Meridia is classified as a Schedule IV controlled substance in the United States due to is use as an anorectic and its over-prescription resulting in a number of abuse and addiction cases.

Meridia increases the risk of heart attack and stroke in people with a history of cardiovascular disease.  Symptoms of overuse or overdose include seizures, urniation problems, abnormal bruising or bleeding, jaundice, fever, rigors, chest pain, abnormal vision, dyspnea, and edema.

Other common side effects of Meridia include dry mouth, paradoxically increased appetite, nausea, upset stomach, constipation, trouble sleeping, dizziness, drowsiness, menstrual cramps/pain, headache, flushing, and joint and muscle pain.

Infrequent but serious side effects of Meridia include cardiac arrhythmia, severe mental/ or mood changes, restlessness, confusion, depression, and suicidal ideation.

Studies are ongoing into reports of sudden death, heart failure, renal failure, and gastrointestinal problems due to Meridia abuse.

The FDA has issued alerts and recalls for a number of dietary supplements that contain Sibutramine at concentrations twice the amount recommended for weight loss.   Related compounds such as Fen-Phen have been known to cause pulmonary hypertension, a rare but clinically significant problem.

Methylyn Abuse and Addiction

Methylyn (methylphenidate) is a psychostimulant drug approved for treatment of Attention Deficit Hyperactivity Disorder, Postural Orthostatic Tachycardia Syndrome, and narcolepsy.  It may also be prescribed for treatment-resistant cases of lethargy, depression, neural insult, obesity, and Obsessive Compulsive Disorder.

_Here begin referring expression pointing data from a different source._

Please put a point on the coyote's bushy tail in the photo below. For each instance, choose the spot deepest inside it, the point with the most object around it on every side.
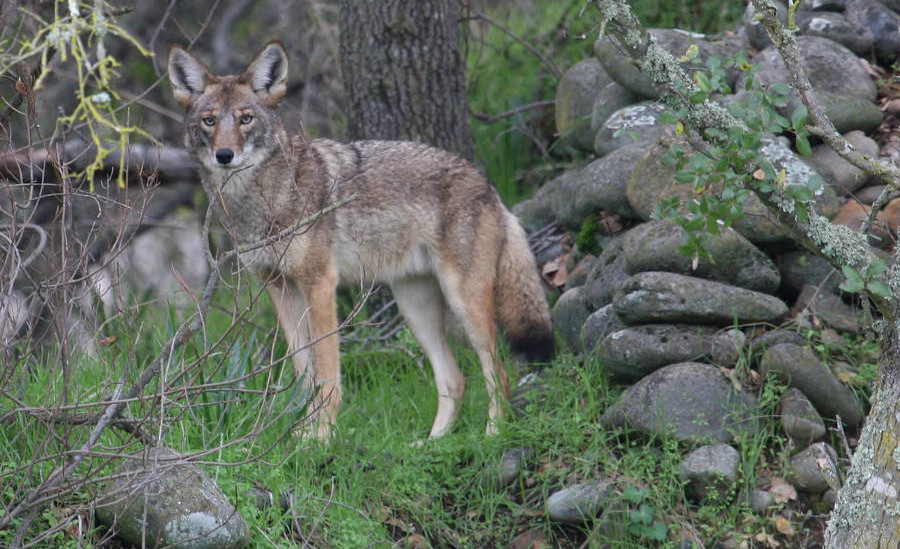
(522, 309)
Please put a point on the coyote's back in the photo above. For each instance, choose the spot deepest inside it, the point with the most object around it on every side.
(416, 218)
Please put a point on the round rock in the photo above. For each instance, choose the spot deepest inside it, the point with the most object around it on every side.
(689, 401)
(711, 472)
(729, 257)
(654, 297)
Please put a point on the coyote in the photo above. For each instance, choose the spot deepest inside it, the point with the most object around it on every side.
(416, 218)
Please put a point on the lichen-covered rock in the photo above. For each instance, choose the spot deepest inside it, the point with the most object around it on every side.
(689, 401)
(728, 256)
(756, 33)
(607, 275)
(655, 297)
(801, 368)
(632, 124)
(842, 84)
(676, 41)
(836, 171)
(815, 469)
(652, 181)
(799, 418)
(636, 351)
(575, 96)
(570, 198)
(830, 67)
(829, 308)
(799, 268)
(600, 324)
(580, 503)
(162, 500)
(711, 472)
(569, 313)
(882, 22)
(835, 26)
(727, 346)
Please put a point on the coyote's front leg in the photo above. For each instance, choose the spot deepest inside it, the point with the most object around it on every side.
(308, 317)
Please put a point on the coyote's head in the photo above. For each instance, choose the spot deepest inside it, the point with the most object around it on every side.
(231, 120)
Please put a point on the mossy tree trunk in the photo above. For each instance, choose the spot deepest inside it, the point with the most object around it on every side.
(404, 73)
(867, 513)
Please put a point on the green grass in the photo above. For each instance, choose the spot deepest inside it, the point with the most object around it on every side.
(373, 486)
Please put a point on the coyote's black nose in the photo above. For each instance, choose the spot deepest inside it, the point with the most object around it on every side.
(224, 156)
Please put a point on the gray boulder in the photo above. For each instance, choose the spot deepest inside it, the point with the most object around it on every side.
(689, 401)
(829, 308)
(801, 368)
(580, 503)
(882, 22)
(727, 346)
(731, 258)
(823, 5)
(799, 418)
(609, 99)
(754, 29)
(569, 314)
(836, 27)
(798, 172)
(815, 469)
(636, 351)
(575, 96)
(676, 41)
(632, 124)
(775, 337)
(838, 172)
(161, 500)
(849, 112)
(570, 198)
(841, 82)
(607, 275)
(513, 463)
(652, 181)
(799, 268)
(711, 472)
(600, 324)
(830, 67)
(668, 297)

Methylphenidate belongs to the piperidine class of compounds, which increase the levels of dopamine and norepinephrine in the brain.  Methylphenidate is structurally similar to amphetamine, and its pharmacological effects are closely related to those of cocaine.

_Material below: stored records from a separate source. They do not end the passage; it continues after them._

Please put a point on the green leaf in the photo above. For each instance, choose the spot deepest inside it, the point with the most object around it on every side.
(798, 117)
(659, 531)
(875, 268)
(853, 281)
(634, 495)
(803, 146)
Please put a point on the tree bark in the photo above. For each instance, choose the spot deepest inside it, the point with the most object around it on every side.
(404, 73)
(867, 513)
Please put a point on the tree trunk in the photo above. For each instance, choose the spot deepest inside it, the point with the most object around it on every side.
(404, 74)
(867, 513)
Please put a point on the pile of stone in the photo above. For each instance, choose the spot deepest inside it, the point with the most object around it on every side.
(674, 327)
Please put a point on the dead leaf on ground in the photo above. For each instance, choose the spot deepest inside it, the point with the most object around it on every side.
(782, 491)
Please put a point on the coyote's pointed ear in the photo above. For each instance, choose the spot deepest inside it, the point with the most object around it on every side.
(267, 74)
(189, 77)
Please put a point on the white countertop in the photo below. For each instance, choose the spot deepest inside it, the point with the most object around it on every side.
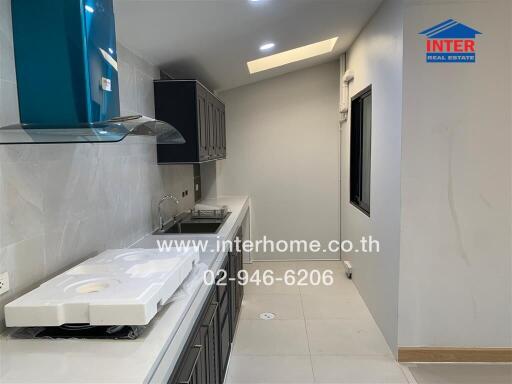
(149, 358)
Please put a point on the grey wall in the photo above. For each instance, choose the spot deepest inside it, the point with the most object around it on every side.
(376, 59)
(455, 274)
(282, 139)
(60, 204)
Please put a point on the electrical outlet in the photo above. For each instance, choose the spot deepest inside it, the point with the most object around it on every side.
(4, 282)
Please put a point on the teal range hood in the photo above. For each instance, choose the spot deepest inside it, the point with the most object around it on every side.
(103, 132)
(67, 76)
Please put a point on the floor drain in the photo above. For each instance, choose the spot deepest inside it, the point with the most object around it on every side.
(267, 316)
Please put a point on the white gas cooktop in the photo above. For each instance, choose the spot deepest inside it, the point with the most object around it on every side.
(117, 287)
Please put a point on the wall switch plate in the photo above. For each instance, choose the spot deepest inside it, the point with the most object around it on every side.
(4, 282)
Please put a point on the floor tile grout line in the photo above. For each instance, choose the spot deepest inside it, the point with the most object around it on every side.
(408, 374)
(307, 335)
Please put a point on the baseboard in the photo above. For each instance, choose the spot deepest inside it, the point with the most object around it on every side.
(455, 355)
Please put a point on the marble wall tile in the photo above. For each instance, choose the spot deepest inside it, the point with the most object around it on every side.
(63, 203)
(9, 113)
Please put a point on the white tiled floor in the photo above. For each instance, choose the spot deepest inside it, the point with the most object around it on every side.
(327, 335)
(319, 335)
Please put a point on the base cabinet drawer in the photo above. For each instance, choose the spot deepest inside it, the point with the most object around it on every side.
(191, 372)
(205, 358)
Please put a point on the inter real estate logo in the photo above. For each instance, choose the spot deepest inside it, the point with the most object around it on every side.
(451, 42)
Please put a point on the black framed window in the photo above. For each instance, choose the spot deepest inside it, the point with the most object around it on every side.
(360, 150)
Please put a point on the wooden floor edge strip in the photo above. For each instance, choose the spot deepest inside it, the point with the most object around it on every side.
(454, 355)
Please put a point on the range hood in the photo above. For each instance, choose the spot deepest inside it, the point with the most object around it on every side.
(67, 77)
(103, 132)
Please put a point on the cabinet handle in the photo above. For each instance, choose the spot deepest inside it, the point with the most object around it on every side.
(208, 322)
(186, 378)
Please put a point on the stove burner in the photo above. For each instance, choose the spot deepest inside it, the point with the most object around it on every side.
(80, 331)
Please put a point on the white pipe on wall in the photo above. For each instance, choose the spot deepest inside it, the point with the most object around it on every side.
(346, 79)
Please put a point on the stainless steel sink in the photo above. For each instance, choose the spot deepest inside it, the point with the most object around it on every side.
(187, 224)
(194, 227)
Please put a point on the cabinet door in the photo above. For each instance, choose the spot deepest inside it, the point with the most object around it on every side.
(192, 367)
(210, 326)
(202, 122)
(211, 127)
(223, 131)
(219, 144)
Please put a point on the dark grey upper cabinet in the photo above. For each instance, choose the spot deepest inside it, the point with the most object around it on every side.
(198, 115)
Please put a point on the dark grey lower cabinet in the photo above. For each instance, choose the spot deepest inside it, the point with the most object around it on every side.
(206, 356)
(236, 290)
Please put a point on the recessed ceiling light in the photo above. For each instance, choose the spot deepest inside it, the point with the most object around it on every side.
(291, 56)
(267, 46)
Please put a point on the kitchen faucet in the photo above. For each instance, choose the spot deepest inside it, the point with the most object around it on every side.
(160, 217)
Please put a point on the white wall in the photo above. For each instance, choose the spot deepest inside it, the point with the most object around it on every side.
(62, 203)
(376, 59)
(282, 140)
(455, 273)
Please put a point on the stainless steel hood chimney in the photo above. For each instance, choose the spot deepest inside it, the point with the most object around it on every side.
(67, 76)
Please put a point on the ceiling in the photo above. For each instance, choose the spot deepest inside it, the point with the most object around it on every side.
(211, 40)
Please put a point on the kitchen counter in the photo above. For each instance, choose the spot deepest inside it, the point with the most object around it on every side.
(150, 358)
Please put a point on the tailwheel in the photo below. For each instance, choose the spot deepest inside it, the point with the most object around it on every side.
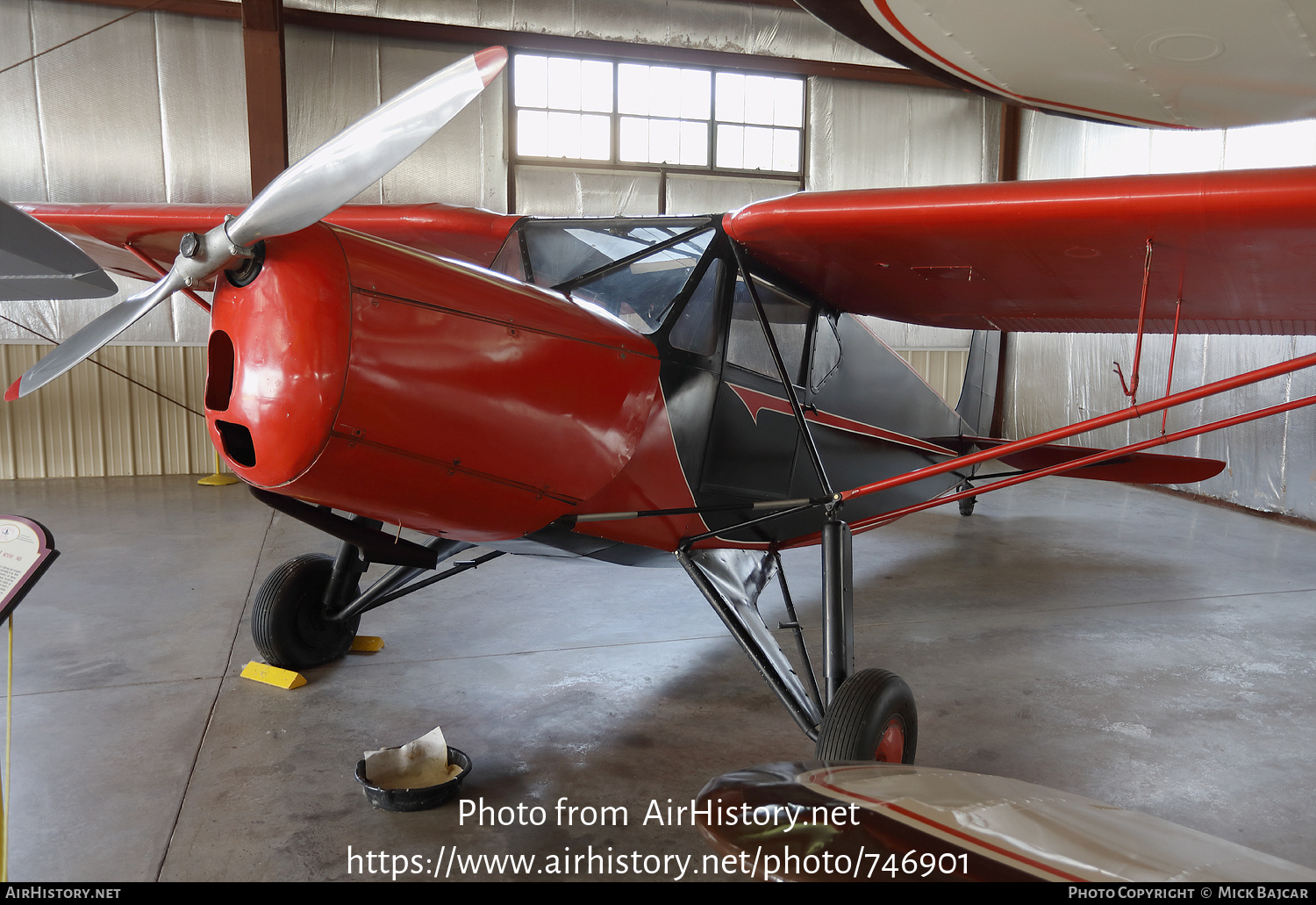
(870, 718)
(289, 622)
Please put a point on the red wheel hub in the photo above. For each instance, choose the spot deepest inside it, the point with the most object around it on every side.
(891, 744)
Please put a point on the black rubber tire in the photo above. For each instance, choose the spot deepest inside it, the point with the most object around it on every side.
(287, 621)
(866, 704)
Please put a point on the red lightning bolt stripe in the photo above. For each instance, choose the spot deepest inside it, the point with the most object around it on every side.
(757, 402)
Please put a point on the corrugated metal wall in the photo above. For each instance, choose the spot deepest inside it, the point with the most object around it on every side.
(97, 421)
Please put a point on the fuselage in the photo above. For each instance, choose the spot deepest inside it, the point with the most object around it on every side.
(599, 366)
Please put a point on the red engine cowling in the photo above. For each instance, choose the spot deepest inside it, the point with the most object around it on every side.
(420, 391)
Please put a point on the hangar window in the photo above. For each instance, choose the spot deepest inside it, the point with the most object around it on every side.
(647, 115)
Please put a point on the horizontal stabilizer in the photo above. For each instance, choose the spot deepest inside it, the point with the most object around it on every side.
(1134, 468)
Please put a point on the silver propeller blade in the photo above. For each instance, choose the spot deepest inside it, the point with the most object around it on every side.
(310, 190)
(357, 157)
(82, 344)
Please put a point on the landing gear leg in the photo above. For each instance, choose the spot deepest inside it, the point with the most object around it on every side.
(291, 621)
(870, 715)
(966, 505)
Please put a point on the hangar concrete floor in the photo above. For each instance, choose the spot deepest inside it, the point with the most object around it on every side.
(1113, 642)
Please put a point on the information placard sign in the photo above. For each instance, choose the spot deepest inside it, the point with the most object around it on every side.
(26, 551)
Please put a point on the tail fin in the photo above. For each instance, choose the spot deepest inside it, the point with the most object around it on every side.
(978, 397)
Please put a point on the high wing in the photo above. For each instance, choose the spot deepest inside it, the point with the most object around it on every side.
(1200, 63)
(120, 236)
(1237, 248)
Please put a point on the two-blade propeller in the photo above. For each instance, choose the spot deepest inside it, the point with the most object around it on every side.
(307, 191)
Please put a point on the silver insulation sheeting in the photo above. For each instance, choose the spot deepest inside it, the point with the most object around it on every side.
(161, 118)
(732, 28)
(1055, 379)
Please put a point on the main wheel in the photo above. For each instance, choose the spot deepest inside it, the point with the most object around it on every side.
(871, 718)
(289, 621)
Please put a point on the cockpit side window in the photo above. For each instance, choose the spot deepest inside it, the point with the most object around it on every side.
(562, 250)
(747, 347)
(642, 292)
(697, 326)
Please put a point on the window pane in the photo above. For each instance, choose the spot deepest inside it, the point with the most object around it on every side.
(642, 292)
(532, 81)
(789, 107)
(758, 147)
(663, 141)
(563, 134)
(532, 133)
(760, 97)
(694, 144)
(633, 89)
(695, 94)
(731, 147)
(731, 97)
(563, 83)
(597, 137)
(665, 91)
(597, 86)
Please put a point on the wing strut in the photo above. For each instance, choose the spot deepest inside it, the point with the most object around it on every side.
(787, 384)
(1105, 420)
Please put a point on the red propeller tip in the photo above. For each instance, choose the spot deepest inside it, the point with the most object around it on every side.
(490, 62)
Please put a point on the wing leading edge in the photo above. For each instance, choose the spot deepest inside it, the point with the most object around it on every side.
(1239, 248)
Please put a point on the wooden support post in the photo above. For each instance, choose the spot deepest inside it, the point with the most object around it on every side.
(268, 121)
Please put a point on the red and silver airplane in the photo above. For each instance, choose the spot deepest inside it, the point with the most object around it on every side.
(663, 389)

In the United States, Methylyn (methylphenidate) is classified as a Schedule II controlled substance, the designation used for substances that have a recognized medical value but present a high likelihood for abuse because of their addictive potential.

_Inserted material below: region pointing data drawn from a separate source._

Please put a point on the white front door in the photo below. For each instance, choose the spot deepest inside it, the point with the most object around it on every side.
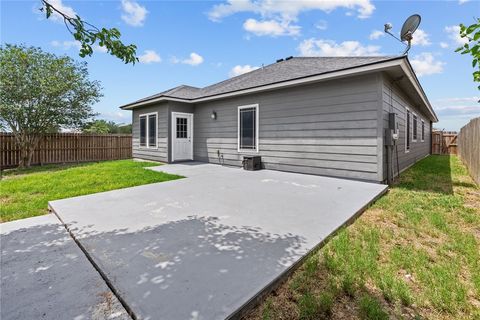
(182, 136)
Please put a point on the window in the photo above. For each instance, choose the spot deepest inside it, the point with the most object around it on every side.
(182, 128)
(148, 130)
(152, 130)
(407, 132)
(415, 126)
(143, 131)
(423, 131)
(248, 128)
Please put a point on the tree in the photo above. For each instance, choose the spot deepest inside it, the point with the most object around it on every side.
(472, 47)
(87, 35)
(40, 92)
(103, 126)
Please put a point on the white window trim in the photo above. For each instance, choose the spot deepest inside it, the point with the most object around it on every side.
(407, 110)
(174, 132)
(147, 133)
(416, 125)
(422, 130)
(256, 128)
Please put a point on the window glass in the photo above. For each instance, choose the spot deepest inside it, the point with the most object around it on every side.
(182, 128)
(408, 131)
(247, 130)
(415, 127)
(152, 130)
(143, 131)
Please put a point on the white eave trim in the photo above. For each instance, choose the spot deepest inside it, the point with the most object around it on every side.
(331, 75)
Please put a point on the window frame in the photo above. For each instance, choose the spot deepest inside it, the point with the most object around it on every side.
(422, 132)
(408, 130)
(414, 127)
(147, 130)
(256, 150)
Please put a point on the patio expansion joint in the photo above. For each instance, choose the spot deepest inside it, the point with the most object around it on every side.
(107, 281)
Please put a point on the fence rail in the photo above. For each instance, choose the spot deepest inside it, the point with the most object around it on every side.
(444, 142)
(68, 147)
(469, 147)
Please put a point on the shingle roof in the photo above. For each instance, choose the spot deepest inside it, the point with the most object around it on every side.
(294, 68)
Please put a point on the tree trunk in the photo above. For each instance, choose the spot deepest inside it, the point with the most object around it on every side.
(27, 144)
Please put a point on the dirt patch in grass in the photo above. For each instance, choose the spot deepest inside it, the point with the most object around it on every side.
(415, 254)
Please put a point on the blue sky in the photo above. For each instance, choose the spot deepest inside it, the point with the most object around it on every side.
(203, 42)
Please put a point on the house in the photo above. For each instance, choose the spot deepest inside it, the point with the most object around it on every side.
(316, 115)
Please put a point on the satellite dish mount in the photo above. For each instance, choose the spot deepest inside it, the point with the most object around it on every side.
(408, 29)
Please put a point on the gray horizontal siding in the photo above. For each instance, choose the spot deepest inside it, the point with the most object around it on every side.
(328, 128)
(161, 152)
(394, 100)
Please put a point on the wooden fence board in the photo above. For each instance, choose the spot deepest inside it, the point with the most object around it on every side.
(444, 142)
(68, 148)
(469, 147)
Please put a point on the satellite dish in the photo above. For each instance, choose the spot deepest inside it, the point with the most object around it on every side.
(409, 27)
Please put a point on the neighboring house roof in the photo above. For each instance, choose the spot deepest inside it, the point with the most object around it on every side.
(293, 70)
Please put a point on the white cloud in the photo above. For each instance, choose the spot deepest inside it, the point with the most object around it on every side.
(420, 38)
(238, 70)
(66, 45)
(149, 56)
(271, 28)
(376, 34)
(134, 14)
(58, 4)
(194, 60)
(321, 25)
(288, 10)
(320, 47)
(426, 64)
(453, 33)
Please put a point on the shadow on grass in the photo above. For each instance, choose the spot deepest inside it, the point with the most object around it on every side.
(432, 174)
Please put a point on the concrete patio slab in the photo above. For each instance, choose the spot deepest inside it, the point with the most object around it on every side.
(45, 275)
(204, 246)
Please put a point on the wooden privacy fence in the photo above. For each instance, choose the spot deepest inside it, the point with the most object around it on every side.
(68, 147)
(444, 142)
(469, 147)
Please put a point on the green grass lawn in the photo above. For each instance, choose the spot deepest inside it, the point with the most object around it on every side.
(25, 193)
(414, 254)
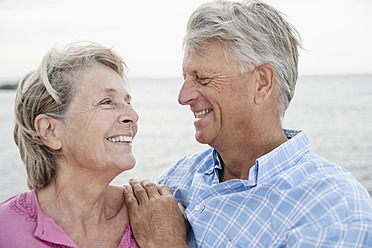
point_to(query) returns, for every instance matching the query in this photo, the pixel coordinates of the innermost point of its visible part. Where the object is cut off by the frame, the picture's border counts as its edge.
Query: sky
(337, 34)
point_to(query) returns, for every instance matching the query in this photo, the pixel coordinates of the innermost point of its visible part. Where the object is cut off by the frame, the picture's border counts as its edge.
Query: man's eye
(106, 102)
(202, 81)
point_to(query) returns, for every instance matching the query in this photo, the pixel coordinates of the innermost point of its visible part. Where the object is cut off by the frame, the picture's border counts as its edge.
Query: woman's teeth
(127, 139)
(202, 113)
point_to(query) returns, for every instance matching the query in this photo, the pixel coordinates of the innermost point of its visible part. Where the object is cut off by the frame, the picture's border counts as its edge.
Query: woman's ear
(46, 127)
(264, 83)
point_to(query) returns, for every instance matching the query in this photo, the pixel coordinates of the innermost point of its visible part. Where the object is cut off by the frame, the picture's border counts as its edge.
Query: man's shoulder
(188, 165)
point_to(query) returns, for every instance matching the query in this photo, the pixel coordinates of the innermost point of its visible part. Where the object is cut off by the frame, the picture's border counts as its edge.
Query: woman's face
(100, 123)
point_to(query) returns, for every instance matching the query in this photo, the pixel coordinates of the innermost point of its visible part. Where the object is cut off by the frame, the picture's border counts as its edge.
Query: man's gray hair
(254, 33)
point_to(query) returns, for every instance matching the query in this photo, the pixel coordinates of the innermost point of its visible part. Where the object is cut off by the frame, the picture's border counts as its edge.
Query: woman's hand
(157, 220)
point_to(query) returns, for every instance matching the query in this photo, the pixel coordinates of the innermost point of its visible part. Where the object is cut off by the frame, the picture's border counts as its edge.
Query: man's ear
(46, 127)
(265, 82)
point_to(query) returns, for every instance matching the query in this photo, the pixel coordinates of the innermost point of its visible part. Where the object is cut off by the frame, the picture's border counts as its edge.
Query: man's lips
(202, 113)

Methylyn is approved by the FDA for the treatment of Attention Deficit hyperactivity disorder because of its effects of increasing or maintaining alertness, combating fatigue, and improving attention.  The long term effects of methylphenidate on the developing brain are unknown, and it is not approved for children under six years of age.

Methylphenidate has shown some benefits as a replacement therapy for methamphetamine addiction.  Methylphenidate and amphetamine have also been investigated as a chemical replacement for the treatment of cocaine dependence, in the same way that methadone is used as a replacement for heroin.  Methylphenidate is actually more potent than cocaine in its effect on dopamine transporters.

Methylphenidate has a high potential for drug abuse and drug dependence due to its pharmacological similarity to cocaine and amphetamine.

Methylphenidate abuse is higher among college students compared to non-college attending young adults.  College students abuse methylphenidate as a so-called "study drug" to improve concentration or stay awake.  Methylphenidate has been dubbed "kiddie coke" due to its low price and high availability among young people.  It is one of the top ten stolen prescription drugs in the United States.

Increased alcohol consumption due to abuse of stimulants such as Methylyn has additional negative effects on the health, particularly in young adult abusers.

Methylyn long term use, and use in high doses, has been associated with higher levels of psychiatric admissions, drug dependence, paranoia, schizophrenia and psychosis.  Psychotic symptoms from Mehyphenidate can include hearing voices, visual hallucinations, urges to harm oneself, severe anxiety, euphoria, grandiosity, paranoid delusions, confusion, and increased aggression.

Tolerance may occur with long-term use of methylphenidate, including cross tolerance with other stimulants such as amphetamines and cocaine.

Withdrawal symptoms of methylphenidate can include psychosis, depression, irritability and a temporary worsening of the original symptoms for which the drug was prescribed, known as rebound.